Scouting experiments were performed after 1 kg batch failure using conditions in entry 7.
Nevertheless, the above developed process parameters were tested first on a 1 kg scale. Disappointingly, unacceptable levels (∼20%) of 5 were observed during the process monitoring. Upon investigation, it was revealed that the pH of the reaction mixture was ∼4. Despite the large excess of base (sodium acetate trihydrate), the formation of 5 was surprising. Hence, further fine-tuning of the process was undertaken. The conversion was explored by adding 0.5–3 equiv of sodium bicarbonate in the reaction mixture (entry 10 and 11) to maintain the pH toward the neutral or basic side. From the results of entries 10 and 11, it was clear that reaction profile with 0.5 equiv (entry 10) of sodium bicarbonate was comparatively better than that with 3 equiv (entry 11). When these conditions (entry 10) were implemented on a 1 kg scale, we were delighted to achieve the desired conversions with control over the decladinosylation during the reaction.
With these promising results, the finalized optimum reaction conditions were evolved as 20 equiv each of hydroxyl amine hydrochloride and sodium acetate trihydrate in the presence of 0.5 equiv of sodium bicarbonate in methanol (5 M).
Having identified the bases, equivalents, and solvent for efficient conversion, the next challenge was to control the levels of undesired (Z)-isomer 4 in the isolated solid product.
It is known in the literature that the (E)- and (Z)-isomers of an oxime can be separated by crystallization in a halogenated solvent7a or in combination with a cosolvent such as chloroform/heptane.7b This observation led us to plan the screening of various solvents for the work up. We replaced chloroform with dichloromethane (DCM) for comparative ease of handling.

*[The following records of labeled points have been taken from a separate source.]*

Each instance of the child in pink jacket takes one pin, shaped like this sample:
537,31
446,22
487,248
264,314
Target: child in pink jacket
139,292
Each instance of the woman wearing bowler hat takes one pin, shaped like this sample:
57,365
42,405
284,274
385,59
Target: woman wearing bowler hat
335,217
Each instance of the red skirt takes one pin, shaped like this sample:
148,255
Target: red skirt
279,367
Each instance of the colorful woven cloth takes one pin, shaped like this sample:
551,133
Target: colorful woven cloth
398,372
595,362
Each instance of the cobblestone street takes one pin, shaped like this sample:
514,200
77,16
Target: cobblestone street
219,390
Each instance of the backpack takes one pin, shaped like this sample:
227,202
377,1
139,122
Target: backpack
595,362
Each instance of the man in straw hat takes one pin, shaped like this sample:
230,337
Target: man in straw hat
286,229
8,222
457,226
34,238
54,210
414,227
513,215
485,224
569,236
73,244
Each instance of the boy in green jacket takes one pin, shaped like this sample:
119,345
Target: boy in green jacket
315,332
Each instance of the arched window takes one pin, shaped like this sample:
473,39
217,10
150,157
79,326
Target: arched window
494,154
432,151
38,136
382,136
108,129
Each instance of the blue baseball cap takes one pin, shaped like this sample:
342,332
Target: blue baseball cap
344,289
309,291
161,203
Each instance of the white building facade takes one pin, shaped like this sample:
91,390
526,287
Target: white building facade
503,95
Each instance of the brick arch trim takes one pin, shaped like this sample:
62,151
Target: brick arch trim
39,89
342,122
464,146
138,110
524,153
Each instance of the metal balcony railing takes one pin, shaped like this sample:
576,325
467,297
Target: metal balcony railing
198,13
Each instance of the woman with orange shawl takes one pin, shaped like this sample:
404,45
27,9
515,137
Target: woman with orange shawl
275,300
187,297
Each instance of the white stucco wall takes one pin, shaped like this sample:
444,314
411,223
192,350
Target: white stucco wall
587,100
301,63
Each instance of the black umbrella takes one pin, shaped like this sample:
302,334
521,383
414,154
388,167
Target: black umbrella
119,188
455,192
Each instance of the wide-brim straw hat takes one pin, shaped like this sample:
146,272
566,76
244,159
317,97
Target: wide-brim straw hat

During reaction monitoring, both the (E)-isomer 3 (∼75%) and the (Z)-isomer 4 (∼15%) of oxime were formed, with kinetic selectivity toward the (E)-isomer. Several solvents such as DCM, toluene, ethyl acetate, MTBE, MeOAc, i-PrOAc, n-BuOAc, and i-BuOAc were explored for the selective removal of (Z)-oxime 4 by extraction. It was found that the aqueous layer became turbid during work up when DCM was used as a solvent for extraction, and it subsequently became clear upon filtration, as depicted in Scheme 1 graphic. The analysis of the organic layer (DCM) from the mother liquor was very encouraging because the undesired isomer ((Z)-oxime) was observed only to the extent of 1–1.2% with the (E)-oxime (∼90–95%).
Scheme 1. Conversion of Clarithromycin to Substantially pure 9-(E)-Oxime during Work Up Processing.
This observation was unique to the usage of DCM and is supported by solubility data of (E)-oxime and (Z)-oxime in various solvents, as mentioned in below Table 4
Table 4. Solubility of Compounds (mg/mL) at 20–30 °Ca.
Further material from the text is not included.